In Neuhaus, ich war schon 5 Stunden fast unentwegt unterwegs, gönnte ich mir bei einem Bristro eines Campingplatzes eine Rast und ein Mittagessen. Eine Pizza um 9,- CHF, das geht. Die letzen 10 Tages-Km am Thunersee entlang waren ähnlich dem Vormittag, nur dass die hochliegende Straße und der Weg den Küstenfelsen abgerungen wurden. Ein Stück habe ich den Weg verloren, vielleicht habe ich zu begeistert zum See hinab geschaut, und ich bin ein Stück am Gehsteig der Straße gegangen, die dort durch einige kurze Tunnels musste. Und dort, zwischen den Tunnels, gab es aber die besten Fotomotive, wie es senkrecht zum türkisblauen See hinunter geht.
Etwas ist mir auf der heutigen Etappe abgegangen. Es gab kein einziges Wegkreuz, kein Bildstock und keine Kapelle. Vielleicht liegt es daran, dass das hier reformiertes Gebiet ist.

In Merlingen habe ich ein Gasthaus mit erträglichen Zimmerpreisen gefunden. Mein, zugegeben, sehr kleines und einfaches Zimmer, kostet "nur" 57,- CHF.
Es ist wie eine kleine Klause und hat Pilgerstatus. Über den Rest des heutigen Tages, bitte beim Anfang des Berichtes weiterlesen.

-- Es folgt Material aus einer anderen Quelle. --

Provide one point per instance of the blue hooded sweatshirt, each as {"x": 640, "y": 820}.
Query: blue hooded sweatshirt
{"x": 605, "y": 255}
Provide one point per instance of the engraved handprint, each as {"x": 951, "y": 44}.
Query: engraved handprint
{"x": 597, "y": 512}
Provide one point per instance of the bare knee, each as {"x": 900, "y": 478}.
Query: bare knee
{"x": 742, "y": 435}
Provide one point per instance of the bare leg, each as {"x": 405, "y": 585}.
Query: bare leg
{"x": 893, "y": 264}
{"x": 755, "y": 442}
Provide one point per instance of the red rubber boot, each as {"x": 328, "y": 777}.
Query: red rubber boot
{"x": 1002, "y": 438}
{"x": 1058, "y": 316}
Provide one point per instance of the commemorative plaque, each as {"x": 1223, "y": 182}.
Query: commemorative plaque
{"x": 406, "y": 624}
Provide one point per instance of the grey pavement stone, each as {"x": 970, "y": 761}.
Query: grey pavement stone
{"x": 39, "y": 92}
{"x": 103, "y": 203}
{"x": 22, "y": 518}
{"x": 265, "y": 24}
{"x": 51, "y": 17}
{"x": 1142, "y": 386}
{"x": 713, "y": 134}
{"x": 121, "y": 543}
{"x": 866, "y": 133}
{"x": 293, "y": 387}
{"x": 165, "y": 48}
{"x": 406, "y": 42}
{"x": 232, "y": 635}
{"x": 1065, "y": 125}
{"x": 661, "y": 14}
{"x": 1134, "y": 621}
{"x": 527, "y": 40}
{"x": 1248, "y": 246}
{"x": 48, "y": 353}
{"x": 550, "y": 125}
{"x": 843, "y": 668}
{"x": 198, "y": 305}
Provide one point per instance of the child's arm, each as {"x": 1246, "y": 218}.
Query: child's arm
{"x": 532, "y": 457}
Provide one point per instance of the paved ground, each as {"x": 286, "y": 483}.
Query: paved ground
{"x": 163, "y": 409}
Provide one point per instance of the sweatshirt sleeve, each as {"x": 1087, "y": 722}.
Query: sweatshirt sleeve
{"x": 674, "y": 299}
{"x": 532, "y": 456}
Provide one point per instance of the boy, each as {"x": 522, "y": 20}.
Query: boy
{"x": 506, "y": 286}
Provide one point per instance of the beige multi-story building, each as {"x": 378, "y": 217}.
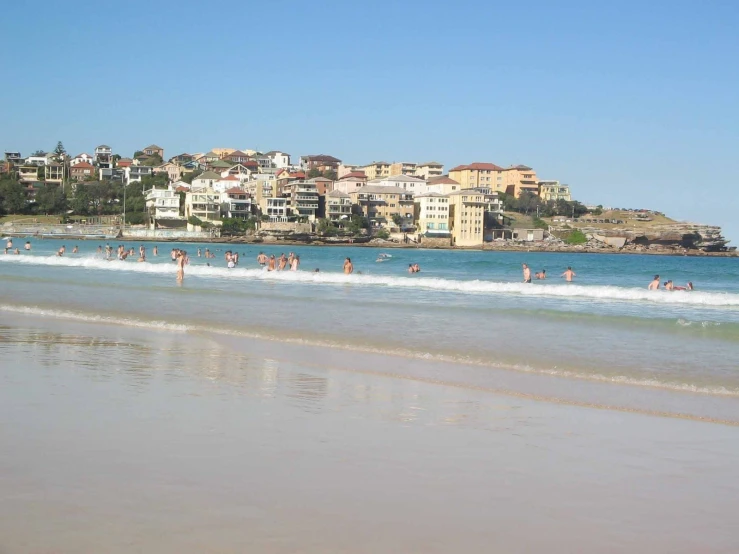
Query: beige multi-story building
{"x": 442, "y": 185}
{"x": 467, "y": 217}
{"x": 402, "y": 168}
{"x": 428, "y": 170}
{"x": 433, "y": 214}
{"x": 551, "y": 191}
{"x": 380, "y": 204}
{"x": 476, "y": 174}
{"x": 338, "y": 205}
{"x": 376, "y": 170}
{"x": 519, "y": 178}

Und so wünscht Euch Pilger Walter einen schönen Samstagabend und einen erholsamen Sonntag

1 Kommentar:

  1. Lieber Walter,
    schön, dass du den heutigen Tag auf einer sonnigen Terasse mit einer guten Jause und einem Bier abschliessen konntest. Nach der heutigen Erzählung ist unsere Freude auf deine(n) Fotoabend(e) wieder gestiegen. Aber vor allem freut es uns für dich, dass du für die oft sehr beschwerlichen Wege mit wunderschöner Aussicht bei herrlichem Wetter belohnt wirst. Super! Du hast übrigens kürzlich erwähnt, dass du die Schweizer Flugstaffel (fast) hautnah miterlebt hast - die haben für die Airpower in Zeltweg trainiert und ihre Show mussten sich dort rund 300.000 Leute teilen - du hast eine Solovorstellung von ihnen erhalten!! Für morgen wieder eine so schöne Pilgerwanderung wie heute - wir werden beim Gösser Kirchweihfest ein (sehr) gutes Glas Wein auf dein Wohl und deine Gesundheit trinken! Liebe Grüsse Ingrid und Werner
    PS: liebe Grüsse auch von den Kornfelds, sie waren heute kurz bei uns auf ihrem Weg nach Kärnten. Auch sie verfolgen mit Spannung deine Reise.